Maliki mezhebinin imamı olan Malik bin Enes’in yetiştirdiği talebelerinin sayısı binlerle ifade edilmektedir. Kendisinden ders alan ve yetişen bu insanlar gittikleri yerlerde fikirlerini yaymak suretiyle Maliki mezhebinin yayılmasına vesile oldular. Mısır, Endülüs, Şam vs. yerlere giden talebeleri burada Maliki fıkhını yaydılar. Günümüzde Maliki mezhebine mensup olanların büyük ekseriyeti Afrika’nın kuzeyinde yaşamaktadırlar.

İmam Malik’in yaşadığı yıllar, Emevilerin son dönemi ile Abbasi Devletinin kuruluş yıllarına rastladı. Bu dönemde gelişen siyasi olaylardan uzak durma konusunda gayret gösterdi. İki kesime de mesafeli durarak açıktan destek vermedi. Siyasi olayların, dahili çekişmelerin yol açtığı büyük tehlikeleri ve sonuçları bildiğinden müspet hareket etme yolunu seçti. Meşru olmayan ve haksız şekilde meydana gelen dahili hadiseler karşısında gösterilecek tepkiler için, çok dikkatli davranılması, masum insanların zarar görememesi için özenle hareket edilmesine örnek teşkil etti.

Siyasi hadiselerden özellikle kaçınan ve karışmamaya dikkat eden İmam’a karşı yine de bazı haksızlıklar yapıldı. Ara sıra bazı baskılara maruz kaldı. Verdiği bir fetvadan vazgeçmesi konusundaki talebi geri çevirmesi üzerine Medine valisi tarafından tutuklandı. Valinin emriyle bayılıncaya kadar kırbaçlandı. Bu sırada bile, kendisine zulmedenler için Allah’tan mağfiret istedi. Ayıldıktan sonra çevresindekilere davacı olmadığını, hakkını helal ettiğini bildirdi. Olayı haber alan ve valiyi cezalandırmak isteyen halifeyi bu girişiminden vazgeçirdi. Halife de kendisinden özür dileyerek gönlünü aldı.

İmam Malik, ‘lmin izzetini korumak için büyük gayret gösterdi. Abbasi halifesi ünlü Harun Reşid, her gün evine gelip çocuklarına ders vermesini talep etti. Bu isteğe karşı İmam; bunun uygun olmayacağını, doğru olanın çocukların evine gelip-giderek kendisinden ders alması olduğunu, ilmin izzetini korursa aziz, ilmi zelil ederse zelil olacağını halifeye bildirdi. İlmin kimsenin ayağına gitmeyeceğini, aksine, ilmin ayağına gidilmesi gerektiğini sözlerine ilave etti.

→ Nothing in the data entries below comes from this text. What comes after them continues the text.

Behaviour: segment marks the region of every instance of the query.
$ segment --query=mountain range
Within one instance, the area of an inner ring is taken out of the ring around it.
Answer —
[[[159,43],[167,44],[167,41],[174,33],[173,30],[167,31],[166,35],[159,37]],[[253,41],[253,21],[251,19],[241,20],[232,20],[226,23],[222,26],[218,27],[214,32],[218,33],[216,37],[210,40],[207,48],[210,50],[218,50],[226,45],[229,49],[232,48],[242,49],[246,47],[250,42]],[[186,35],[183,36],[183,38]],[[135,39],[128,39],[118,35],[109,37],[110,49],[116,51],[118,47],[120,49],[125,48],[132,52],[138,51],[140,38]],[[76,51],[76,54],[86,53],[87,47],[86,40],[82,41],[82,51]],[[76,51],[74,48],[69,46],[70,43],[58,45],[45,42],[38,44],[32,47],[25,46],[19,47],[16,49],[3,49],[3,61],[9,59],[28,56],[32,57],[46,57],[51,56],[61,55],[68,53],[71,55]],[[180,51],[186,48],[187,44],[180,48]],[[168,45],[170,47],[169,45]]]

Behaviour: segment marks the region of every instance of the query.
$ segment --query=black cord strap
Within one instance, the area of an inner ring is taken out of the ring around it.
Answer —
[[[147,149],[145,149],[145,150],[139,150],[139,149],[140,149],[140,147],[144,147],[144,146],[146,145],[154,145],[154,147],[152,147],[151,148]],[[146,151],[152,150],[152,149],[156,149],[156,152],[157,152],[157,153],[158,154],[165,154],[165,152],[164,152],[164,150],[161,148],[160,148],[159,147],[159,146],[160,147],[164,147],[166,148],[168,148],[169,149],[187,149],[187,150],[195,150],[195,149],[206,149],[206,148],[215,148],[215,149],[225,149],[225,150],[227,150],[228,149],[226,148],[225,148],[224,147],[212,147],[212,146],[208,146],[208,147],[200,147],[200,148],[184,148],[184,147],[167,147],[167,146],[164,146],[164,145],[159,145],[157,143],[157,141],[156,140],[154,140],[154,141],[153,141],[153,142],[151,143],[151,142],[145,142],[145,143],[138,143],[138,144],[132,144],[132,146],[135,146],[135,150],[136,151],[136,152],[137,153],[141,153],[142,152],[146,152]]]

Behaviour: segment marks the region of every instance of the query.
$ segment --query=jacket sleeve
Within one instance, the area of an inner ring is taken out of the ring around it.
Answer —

Aldığı bu cevaptan sonra özür dileyen halife, iki oğlunu İmam’ın evine göndermek suretiyle ders almalarını sağladı.

Aralarında Harun Reşid’in de bulunduğu bazı Abbasi halifeleri, İmam’ın derlediği hadisleri, yaptığı içtihatları kitap haline getirme ve bunları tüm şehirlere gönderip yalnızca bunlarla amel edilmesini sağlama teklifinde bulundular. Ancak, İmam bu teklifi kabul etmedi. Devletin ve sosyal hayatın muhtelif kademelerinde tek renkliliği sağlamayı hedefleyen bu girişim kabul görmedi. İmam; İslam alimlerinin Kur’an ve Sünnet ışığında kendilerine ulaşan ve elde ettikleri ilmi birikim, çevre ve zamanın şartlarına göre farklı görüşleri ortaya koymalarının tabii olduğunu, farklı görüş beyan edenlere karşı zor kullanmak suretiyle aksini uygulamaya kalkışmanın doğru bir hareket olmadığını beyan etti.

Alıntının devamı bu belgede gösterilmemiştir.